As IS II begin our unit on Plate Tectonics, we start with faulting and earthquakes. Today we calculated magnitude of quakes using a nomogram and began using Virtual Earthquake. As is often the case, the Earth helps me along by providing a real example of what we are studying. The Chilean quake has done just that. We check in on Google Earth and the USGS KML file to see the aftershocks; I share Twitter posts of a seismogram from Liverpool, England and plots of depth of quakes along the Peru-Chile trench that show the angle of subduction.
I know that many fellow teachers write their own assessments (as I do) and have some clever favorite questions that they have used over the years. I want to hear from you if you are reading this and have one or two! This one is one of my favorites. I actually have students who think that these elements are real and that this really happens!

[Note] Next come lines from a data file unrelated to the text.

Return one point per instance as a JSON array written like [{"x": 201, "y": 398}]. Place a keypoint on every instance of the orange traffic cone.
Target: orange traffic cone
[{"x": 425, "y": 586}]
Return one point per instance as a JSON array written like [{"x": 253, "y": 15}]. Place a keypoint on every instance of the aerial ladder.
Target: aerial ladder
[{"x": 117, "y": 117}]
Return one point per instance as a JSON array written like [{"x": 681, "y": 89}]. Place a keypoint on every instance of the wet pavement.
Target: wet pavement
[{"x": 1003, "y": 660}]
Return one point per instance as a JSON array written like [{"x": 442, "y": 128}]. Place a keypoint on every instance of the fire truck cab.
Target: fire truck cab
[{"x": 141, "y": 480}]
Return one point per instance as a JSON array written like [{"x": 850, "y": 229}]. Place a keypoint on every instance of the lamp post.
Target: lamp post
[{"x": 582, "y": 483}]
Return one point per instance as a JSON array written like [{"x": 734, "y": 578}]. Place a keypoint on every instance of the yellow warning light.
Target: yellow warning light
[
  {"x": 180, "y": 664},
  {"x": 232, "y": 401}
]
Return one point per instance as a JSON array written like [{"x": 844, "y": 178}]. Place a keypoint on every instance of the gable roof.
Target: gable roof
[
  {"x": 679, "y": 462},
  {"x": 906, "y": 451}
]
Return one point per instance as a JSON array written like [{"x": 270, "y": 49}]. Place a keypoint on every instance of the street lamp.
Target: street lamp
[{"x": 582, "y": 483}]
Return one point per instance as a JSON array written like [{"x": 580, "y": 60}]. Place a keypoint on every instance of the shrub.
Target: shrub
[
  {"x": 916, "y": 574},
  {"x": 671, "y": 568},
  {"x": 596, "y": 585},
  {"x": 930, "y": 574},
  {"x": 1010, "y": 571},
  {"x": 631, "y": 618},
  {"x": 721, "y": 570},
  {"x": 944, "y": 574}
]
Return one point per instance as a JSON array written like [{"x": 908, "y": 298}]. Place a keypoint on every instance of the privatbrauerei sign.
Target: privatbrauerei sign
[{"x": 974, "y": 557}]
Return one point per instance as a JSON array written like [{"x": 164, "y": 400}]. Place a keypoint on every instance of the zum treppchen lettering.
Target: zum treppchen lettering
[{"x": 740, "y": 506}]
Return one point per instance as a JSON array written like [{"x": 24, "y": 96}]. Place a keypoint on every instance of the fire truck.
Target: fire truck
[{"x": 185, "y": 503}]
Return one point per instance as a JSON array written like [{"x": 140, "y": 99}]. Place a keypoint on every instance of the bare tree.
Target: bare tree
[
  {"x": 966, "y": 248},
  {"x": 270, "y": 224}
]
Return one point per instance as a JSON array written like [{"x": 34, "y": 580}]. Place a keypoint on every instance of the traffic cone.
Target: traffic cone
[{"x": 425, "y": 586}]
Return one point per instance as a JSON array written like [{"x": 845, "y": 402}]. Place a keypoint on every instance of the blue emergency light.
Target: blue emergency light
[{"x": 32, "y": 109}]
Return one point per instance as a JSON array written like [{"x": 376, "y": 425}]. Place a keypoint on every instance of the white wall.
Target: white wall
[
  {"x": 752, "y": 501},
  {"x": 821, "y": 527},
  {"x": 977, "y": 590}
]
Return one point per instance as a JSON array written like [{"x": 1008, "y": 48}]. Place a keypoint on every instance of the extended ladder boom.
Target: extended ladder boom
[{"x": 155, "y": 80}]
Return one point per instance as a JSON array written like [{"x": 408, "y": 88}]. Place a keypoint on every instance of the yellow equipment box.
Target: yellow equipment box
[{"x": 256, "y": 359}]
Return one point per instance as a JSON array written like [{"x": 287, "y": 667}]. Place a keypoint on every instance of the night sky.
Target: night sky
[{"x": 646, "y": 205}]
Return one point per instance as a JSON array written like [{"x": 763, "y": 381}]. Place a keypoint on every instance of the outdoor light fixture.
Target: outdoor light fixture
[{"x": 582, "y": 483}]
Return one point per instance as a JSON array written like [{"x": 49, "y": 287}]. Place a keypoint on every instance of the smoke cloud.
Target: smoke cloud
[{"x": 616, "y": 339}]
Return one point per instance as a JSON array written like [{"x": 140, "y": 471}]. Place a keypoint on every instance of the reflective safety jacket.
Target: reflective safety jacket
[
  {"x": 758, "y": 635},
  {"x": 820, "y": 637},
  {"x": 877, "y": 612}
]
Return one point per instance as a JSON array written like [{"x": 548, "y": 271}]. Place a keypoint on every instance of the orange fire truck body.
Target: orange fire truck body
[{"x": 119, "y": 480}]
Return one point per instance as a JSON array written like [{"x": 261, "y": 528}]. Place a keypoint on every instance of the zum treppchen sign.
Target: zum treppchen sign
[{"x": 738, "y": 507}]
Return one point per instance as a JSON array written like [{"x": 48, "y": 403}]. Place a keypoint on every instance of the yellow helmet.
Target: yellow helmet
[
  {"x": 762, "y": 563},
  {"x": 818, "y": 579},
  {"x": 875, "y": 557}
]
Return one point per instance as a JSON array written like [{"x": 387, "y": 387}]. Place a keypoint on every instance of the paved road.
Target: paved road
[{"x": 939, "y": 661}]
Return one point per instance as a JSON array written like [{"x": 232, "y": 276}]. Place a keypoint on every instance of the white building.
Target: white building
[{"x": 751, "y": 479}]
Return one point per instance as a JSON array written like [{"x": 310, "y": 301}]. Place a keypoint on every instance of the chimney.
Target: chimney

Students in IS I are studying soils as part of their Big Grow 2014 and needed a clear way to understand porosity and permeability. I dusted off this lab that we have not done in over 10 years (when we used to teach Earth and Space Science and did a groundwater unit). I still use the columns for a beach sand lab where students determine settling velocity. Sometimes there are classic experiences in the classroom and this is one of them. I meant to take photos of the students but they had such trouble with the simple directions that I was putting out fires all period. I decided we will repeat the lab tomorrow to see if the results are different/more reliable.
Students in IS II used index cards to model the radioactive decay of Carbon-14 to stable Nitrogen-14. Keeping track of the increasing daughter isotopes and the decreasing parent isotope allowed them to see how the ratio of C:N relates to half-life and to absolute age. The index card helps them understand the limits of C-14 and other radiometric decay series.
We then got out the “cubium” atoms (wooden cubes with one side shaded). Each shake of the box represents the passing of time equal to one half-life of cubium. We have all seen this done with M&Ms and pennies but the twist here is that the decay is not a simple 1/2, 1/4, 1/8, etc. Students will conduct three full decay trials, graph the results, and interpret both the data and the graphs.
Yesterday I was so wrapped up moving from table to table, helping groups of students with a number of activities they are doing, that I did not even know that an administrator was in the room, chatting with students and observing me. I used whiteboards to help out groups and then would leave the board and move on to another group with a new whiteboard. Every group had a different question. Great to have a visitor to the classroom see students engaged and respectful despite that fact that I was oblivious!
Students started the lab that requires them to use motion sensors to generate a d-t and a v-t graph for a ball rolling up a ramp and then back down. The results are remarkably good. Students use Google Drive to create lab report and LoggerPro to generate graphs and annotate them.